NATIVE MODE: The 4k Method with Separate SYSTEMDG
The only problem that can arise from the previous method is the requirement to set the _disk_sector_size_override parameter in the database. Although Oracle has support notes indicating that this can be set for flash storage (e.g. My Oracle Support note 1626228.1) it can deter some people who consider underscore parameters risky. No problem – the native mode method requires no such parameters:
- Present all but one of your LUNs from storage using 4k (native mode).

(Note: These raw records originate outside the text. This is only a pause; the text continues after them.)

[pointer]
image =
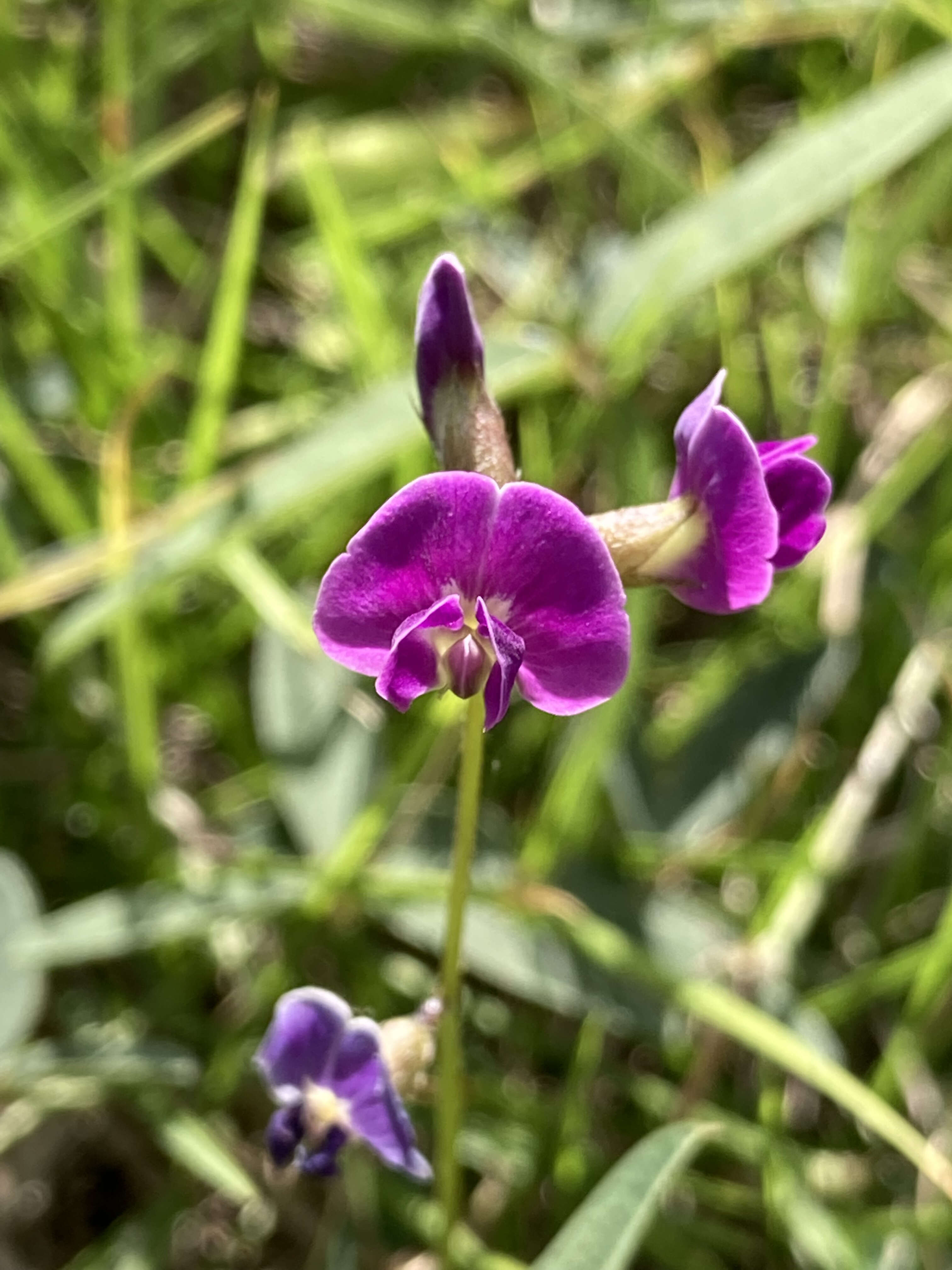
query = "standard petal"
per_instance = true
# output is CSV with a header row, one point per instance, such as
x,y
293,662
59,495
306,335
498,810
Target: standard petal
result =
x,y
323,1161
771,451
449,337
563,596
732,569
800,491
284,1135
301,1041
413,666
509,651
377,1116
426,541
691,420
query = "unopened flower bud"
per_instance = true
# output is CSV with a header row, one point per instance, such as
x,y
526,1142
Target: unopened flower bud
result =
x,y
648,543
465,423
409,1046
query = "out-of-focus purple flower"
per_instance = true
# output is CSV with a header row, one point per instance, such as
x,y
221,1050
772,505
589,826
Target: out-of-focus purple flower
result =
x,y
327,1073
457,583
762,506
462,420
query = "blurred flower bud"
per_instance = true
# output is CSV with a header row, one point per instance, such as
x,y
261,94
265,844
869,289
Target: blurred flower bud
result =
x,y
648,543
409,1047
464,422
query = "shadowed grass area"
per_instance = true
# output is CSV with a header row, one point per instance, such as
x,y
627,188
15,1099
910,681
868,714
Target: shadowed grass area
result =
x,y
723,897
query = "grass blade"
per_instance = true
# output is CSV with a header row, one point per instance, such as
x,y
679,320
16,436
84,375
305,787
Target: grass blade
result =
x,y
223,347
606,1233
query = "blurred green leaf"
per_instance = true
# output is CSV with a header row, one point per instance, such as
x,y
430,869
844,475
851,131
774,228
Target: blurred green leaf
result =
x,y
314,719
786,187
606,1231
22,986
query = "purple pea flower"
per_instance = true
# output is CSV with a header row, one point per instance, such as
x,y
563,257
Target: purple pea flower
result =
x,y
763,506
327,1073
459,583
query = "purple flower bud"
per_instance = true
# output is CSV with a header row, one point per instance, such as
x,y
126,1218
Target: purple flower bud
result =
x,y
462,420
454,567
327,1074
409,1047
449,338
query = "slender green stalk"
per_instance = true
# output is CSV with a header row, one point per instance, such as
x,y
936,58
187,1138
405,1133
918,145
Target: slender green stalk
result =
x,y
275,603
218,370
450,1107
50,492
121,279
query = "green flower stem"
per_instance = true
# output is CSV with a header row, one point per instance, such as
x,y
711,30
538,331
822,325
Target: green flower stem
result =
x,y
450,1107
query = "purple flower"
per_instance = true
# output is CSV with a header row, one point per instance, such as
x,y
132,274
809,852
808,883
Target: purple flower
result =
x,y
457,583
327,1074
763,506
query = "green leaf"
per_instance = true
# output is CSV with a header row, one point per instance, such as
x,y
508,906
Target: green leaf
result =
x,y
22,986
606,1233
193,1145
781,191
310,713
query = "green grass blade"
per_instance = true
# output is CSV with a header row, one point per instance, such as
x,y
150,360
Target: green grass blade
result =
x,y
782,190
607,1230
50,492
772,1039
219,366
121,277
150,161
371,327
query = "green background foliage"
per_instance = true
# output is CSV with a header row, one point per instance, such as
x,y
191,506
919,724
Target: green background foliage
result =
x,y
719,901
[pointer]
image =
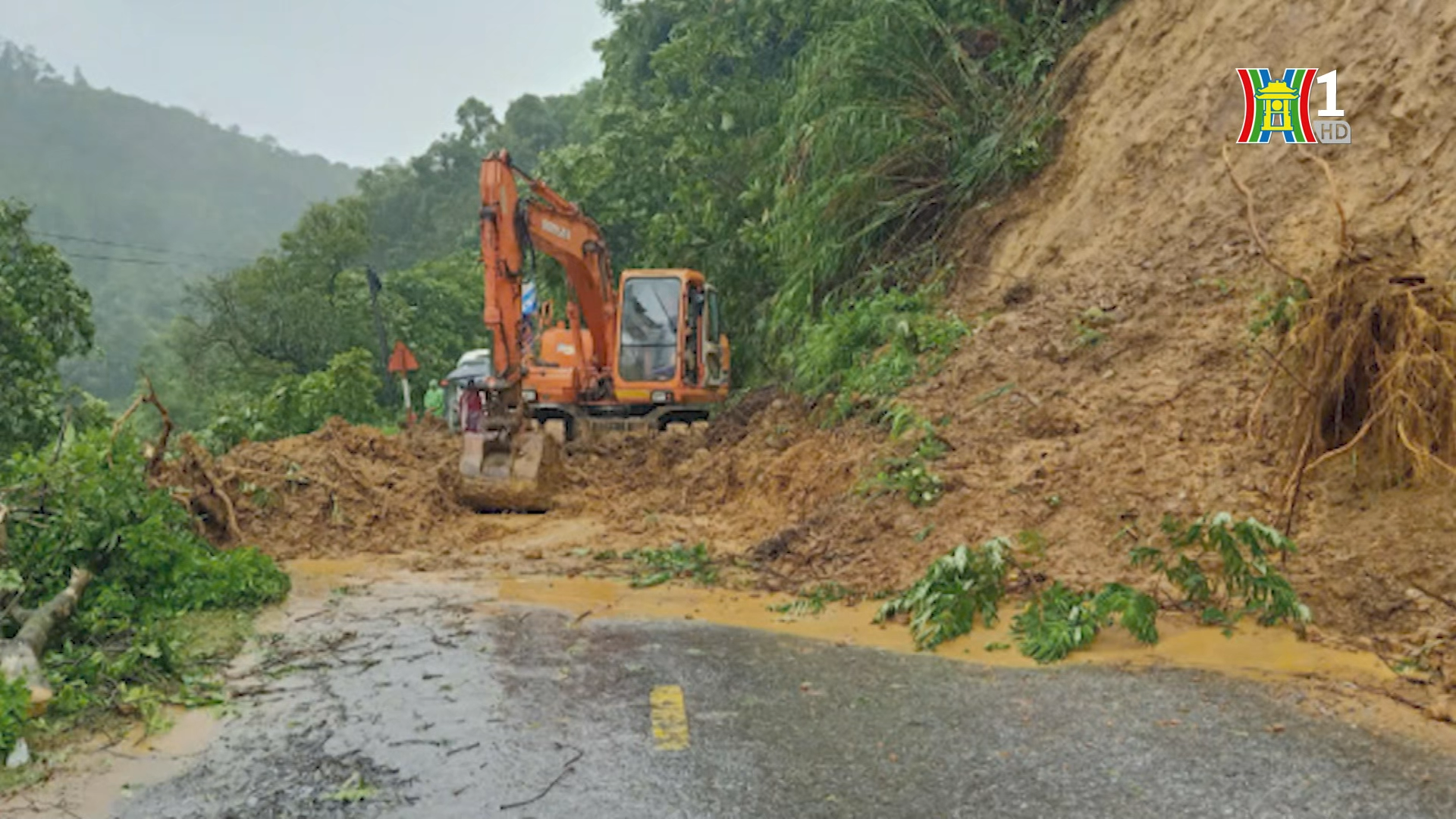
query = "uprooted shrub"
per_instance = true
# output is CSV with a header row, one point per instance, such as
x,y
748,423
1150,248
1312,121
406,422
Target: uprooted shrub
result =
x,y
959,588
1225,570
1222,569
91,507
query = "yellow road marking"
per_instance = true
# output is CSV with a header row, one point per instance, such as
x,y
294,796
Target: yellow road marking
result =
x,y
669,717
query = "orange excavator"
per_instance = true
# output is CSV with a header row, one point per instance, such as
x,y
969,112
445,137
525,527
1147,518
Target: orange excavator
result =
x,y
647,350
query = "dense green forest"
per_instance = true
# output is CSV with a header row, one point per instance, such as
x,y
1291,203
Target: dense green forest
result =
x,y
808,155
805,155
142,200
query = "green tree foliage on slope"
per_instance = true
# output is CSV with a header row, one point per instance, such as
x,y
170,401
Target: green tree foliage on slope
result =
x,y
291,311
807,155
44,316
102,165
804,153
127,645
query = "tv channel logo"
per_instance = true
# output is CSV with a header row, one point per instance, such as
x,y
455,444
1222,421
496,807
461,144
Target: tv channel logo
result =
x,y
1282,107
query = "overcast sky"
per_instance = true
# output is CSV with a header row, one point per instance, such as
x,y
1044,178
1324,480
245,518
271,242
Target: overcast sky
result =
x,y
356,80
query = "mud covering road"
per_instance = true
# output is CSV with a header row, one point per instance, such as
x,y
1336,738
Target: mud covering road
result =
x,y
408,698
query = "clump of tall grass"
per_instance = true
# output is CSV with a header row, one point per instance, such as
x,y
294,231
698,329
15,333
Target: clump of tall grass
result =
x,y
905,115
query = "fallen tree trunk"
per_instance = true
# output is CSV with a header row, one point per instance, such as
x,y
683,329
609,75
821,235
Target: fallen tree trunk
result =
x,y
20,656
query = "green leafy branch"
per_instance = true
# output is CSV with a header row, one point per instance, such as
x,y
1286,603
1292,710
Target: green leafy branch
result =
x,y
1225,570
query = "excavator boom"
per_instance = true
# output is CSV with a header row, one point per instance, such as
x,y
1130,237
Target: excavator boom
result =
x,y
653,353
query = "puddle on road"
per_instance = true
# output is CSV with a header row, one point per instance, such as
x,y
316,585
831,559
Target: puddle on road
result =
x,y
95,779
1250,651
98,774
1258,651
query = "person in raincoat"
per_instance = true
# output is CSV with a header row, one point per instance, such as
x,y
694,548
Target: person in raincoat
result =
x,y
436,401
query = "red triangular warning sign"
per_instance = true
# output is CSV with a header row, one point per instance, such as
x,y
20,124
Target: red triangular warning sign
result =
x,y
402,360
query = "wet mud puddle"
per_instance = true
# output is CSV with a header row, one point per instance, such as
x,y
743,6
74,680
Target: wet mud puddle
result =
x,y
372,678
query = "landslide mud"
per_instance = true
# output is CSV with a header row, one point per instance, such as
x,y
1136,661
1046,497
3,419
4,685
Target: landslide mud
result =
x,y
1110,381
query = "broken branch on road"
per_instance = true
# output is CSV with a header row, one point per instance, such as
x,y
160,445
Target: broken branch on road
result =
x,y
565,770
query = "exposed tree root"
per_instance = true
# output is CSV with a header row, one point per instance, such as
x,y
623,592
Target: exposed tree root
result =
x,y
1254,228
1373,357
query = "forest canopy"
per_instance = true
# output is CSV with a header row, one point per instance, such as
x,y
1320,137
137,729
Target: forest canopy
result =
x,y
807,155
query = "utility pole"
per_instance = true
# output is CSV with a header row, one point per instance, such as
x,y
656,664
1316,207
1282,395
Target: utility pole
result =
x,y
375,286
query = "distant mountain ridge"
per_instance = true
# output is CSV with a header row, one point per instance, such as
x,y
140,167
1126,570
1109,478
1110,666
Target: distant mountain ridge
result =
x,y
143,199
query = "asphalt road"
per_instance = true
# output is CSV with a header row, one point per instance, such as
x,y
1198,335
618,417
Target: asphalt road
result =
x,y
403,701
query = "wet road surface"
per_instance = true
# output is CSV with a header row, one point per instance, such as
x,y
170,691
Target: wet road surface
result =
x,y
417,700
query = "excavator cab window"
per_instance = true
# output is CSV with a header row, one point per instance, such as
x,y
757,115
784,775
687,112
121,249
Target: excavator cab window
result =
x,y
650,319
712,341
692,349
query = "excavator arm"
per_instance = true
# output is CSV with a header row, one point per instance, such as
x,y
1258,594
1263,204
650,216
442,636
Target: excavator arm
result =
x,y
510,226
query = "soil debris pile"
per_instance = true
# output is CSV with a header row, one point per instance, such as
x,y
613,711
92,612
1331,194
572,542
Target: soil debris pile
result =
x,y
341,490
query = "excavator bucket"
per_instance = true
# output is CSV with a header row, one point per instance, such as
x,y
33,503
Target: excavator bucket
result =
x,y
517,477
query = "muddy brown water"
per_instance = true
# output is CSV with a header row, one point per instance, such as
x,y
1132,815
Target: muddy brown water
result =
x,y
93,780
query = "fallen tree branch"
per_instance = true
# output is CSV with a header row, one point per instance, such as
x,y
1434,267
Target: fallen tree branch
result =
x,y
20,656
565,770
161,447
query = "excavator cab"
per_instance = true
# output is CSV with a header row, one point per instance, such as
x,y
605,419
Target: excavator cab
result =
x,y
672,347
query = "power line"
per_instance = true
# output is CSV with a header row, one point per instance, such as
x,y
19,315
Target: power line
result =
x,y
130,246
152,262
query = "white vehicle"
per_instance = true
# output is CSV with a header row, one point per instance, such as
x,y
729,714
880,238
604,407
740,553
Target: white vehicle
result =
x,y
472,365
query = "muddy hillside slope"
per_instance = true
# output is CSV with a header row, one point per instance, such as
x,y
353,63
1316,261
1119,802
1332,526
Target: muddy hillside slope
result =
x,y
1116,378
1112,378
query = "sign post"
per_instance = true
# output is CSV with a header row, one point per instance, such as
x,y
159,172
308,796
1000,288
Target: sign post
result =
x,y
402,362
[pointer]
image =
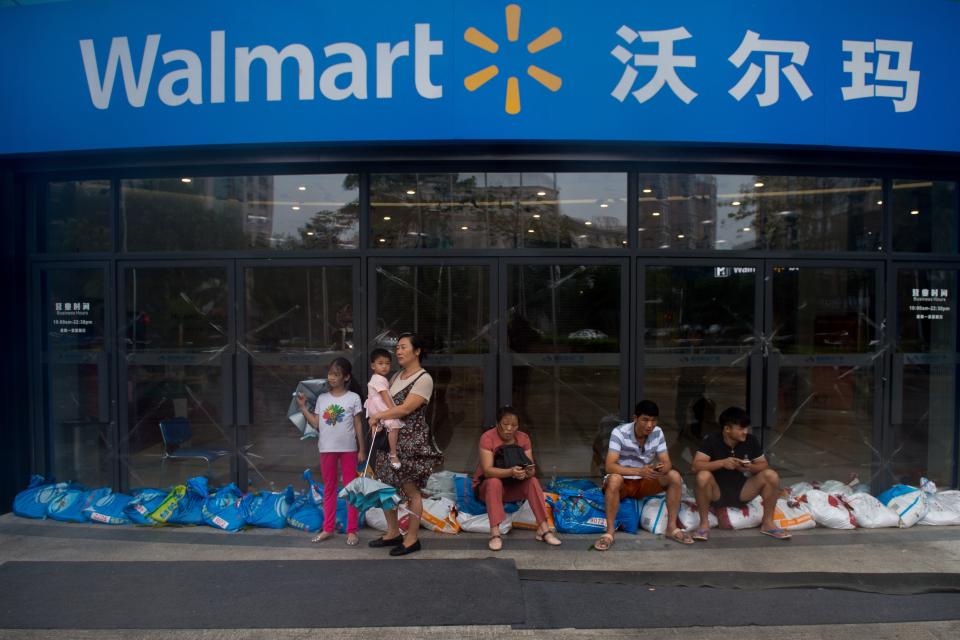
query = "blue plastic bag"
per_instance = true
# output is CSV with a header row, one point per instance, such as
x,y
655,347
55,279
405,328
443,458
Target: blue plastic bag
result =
x,y
33,501
190,508
222,509
304,514
628,515
144,503
267,509
466,502
579,511
570,484
109,509
68,506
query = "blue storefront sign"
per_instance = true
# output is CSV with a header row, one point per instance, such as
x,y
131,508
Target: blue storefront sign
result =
x,y
111,74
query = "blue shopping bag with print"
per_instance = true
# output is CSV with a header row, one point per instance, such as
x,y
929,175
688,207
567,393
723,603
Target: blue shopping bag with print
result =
x,y
268,508
304,514
190,509
33,501
109,508
222,509
68,506
579,511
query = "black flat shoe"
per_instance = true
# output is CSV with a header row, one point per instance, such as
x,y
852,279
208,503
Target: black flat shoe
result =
x,y
386,542
402,550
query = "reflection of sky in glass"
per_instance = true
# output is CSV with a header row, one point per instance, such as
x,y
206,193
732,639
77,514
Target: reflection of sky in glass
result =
x,y
321,193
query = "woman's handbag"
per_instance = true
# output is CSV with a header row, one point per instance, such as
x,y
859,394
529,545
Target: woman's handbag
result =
x,y
508,456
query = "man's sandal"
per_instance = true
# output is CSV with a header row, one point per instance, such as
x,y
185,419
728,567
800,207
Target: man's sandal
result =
x,y
678,535
604,542
548,537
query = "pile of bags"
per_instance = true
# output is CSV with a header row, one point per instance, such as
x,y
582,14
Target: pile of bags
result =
x,y
449,506
191,503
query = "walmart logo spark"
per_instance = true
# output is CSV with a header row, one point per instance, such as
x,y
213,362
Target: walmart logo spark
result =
x,y
547,39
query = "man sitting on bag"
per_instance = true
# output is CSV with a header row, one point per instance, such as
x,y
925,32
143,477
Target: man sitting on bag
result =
x,y
638,466
731,471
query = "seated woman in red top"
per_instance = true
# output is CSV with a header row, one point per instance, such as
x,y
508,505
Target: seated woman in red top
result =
x,y
495,485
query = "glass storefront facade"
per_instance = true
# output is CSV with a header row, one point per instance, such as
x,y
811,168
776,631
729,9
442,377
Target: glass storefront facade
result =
x,y
823,305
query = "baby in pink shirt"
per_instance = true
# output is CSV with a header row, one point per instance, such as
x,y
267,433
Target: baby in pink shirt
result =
x,y
380,400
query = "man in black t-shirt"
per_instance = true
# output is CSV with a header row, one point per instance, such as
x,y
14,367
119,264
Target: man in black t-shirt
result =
x,y
732,470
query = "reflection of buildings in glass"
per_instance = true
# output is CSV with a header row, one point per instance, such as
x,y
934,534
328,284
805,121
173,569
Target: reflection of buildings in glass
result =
x,y
678,211
255,193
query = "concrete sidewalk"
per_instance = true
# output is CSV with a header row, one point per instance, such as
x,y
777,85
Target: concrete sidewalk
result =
x,y
916,550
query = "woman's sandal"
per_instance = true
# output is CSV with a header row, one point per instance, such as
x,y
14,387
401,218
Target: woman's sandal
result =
x,y
604,543
548,537
679,535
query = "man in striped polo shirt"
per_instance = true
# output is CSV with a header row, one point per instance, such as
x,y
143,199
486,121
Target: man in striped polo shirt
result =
x,y
638,466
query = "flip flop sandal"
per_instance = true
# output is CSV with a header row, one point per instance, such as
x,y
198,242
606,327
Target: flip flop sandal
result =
x,y
678,536
604,542
778,533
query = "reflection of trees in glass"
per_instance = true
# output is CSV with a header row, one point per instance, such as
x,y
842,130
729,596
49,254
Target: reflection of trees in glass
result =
x,y
298,307
78,216
810,212
447,306
570,308
178,308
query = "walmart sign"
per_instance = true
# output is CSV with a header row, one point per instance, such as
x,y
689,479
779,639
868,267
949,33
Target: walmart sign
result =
x,y
112,74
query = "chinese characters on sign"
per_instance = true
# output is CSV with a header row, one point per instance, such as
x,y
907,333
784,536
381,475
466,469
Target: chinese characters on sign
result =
x,y
72,317
930,304
891,73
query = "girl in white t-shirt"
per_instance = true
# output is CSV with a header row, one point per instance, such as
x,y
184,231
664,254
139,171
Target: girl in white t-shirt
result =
x,y
339,431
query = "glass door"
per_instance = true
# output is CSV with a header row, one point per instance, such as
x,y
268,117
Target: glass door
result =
x,y
923,416
75,370
176,360
449,304
702,346
825,340
563,340
297,317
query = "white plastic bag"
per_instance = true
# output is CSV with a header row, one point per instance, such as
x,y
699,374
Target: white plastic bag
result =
x,y
439,514
793,516
653,515
829,511
481,523
943,507
869,512
442,484
746,517
689,516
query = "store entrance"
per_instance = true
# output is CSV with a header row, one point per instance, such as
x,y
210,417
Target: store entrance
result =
x,y
798,344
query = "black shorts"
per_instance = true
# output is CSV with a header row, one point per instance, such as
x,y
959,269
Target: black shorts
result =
x,y
730,488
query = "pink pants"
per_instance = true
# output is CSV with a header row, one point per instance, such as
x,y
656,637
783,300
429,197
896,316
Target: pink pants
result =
x,y
328,471
494,492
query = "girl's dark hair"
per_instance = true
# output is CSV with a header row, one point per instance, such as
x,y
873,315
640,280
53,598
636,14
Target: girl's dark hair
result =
x,y
347,369
506,410
379,353
416,342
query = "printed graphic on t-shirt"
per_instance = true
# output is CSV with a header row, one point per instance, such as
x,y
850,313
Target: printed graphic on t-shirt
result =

Do not partition them.
- Now create an additional 512 byte LUN (or more, if you so desire) which will be used as a +SYSTEMDG diskgroup.
- Use ASMLib to label the devices and present them to Oracle ASM as usual [in native mode this step is mandatory, see below]
- Install Grid Infrastructure. At the ASM diskgroup creation screen, create only the +SYSTEMDG diskgroup. If installing a cluster, use this for OCR and voting disks.
- Once Grid Infrastructure is installed, create the other diskgroups (e.g. using asmca) and ensure that they have a SECTOR_SIZE of 4096
- Install the database software as a “software only install”
- When creating any databases, ensure that the SPFILE for each is located in the +SYSTEMDG diskgroup
That’s it. This solution gives you guaranteed zero partial I/O from your main diskgroups and automatically sizes redo logs as 4k.
Configuring Oracle ASMLib
Oracle ASMLib is highly recommended for the Emulation Mode option and mandatory for the Native Mode one, so it’s worth mentioning this extra detail. As discussed in more detail on the deep dive page, when using ASMLib in the above methods it is essential to set the ORACLEASM_USE_LOGICAL_BLOCK_SIZE parameter to true rather than its default value of false. This is achieved either by running the command “oracleasm configure -b” or by editing the file /etc/sysconfig/oracleasm and then restarting the driver. According to My Oracle Support note 1530578.1, support for this parameter came in with version oracleasm-support-2.1.8-1.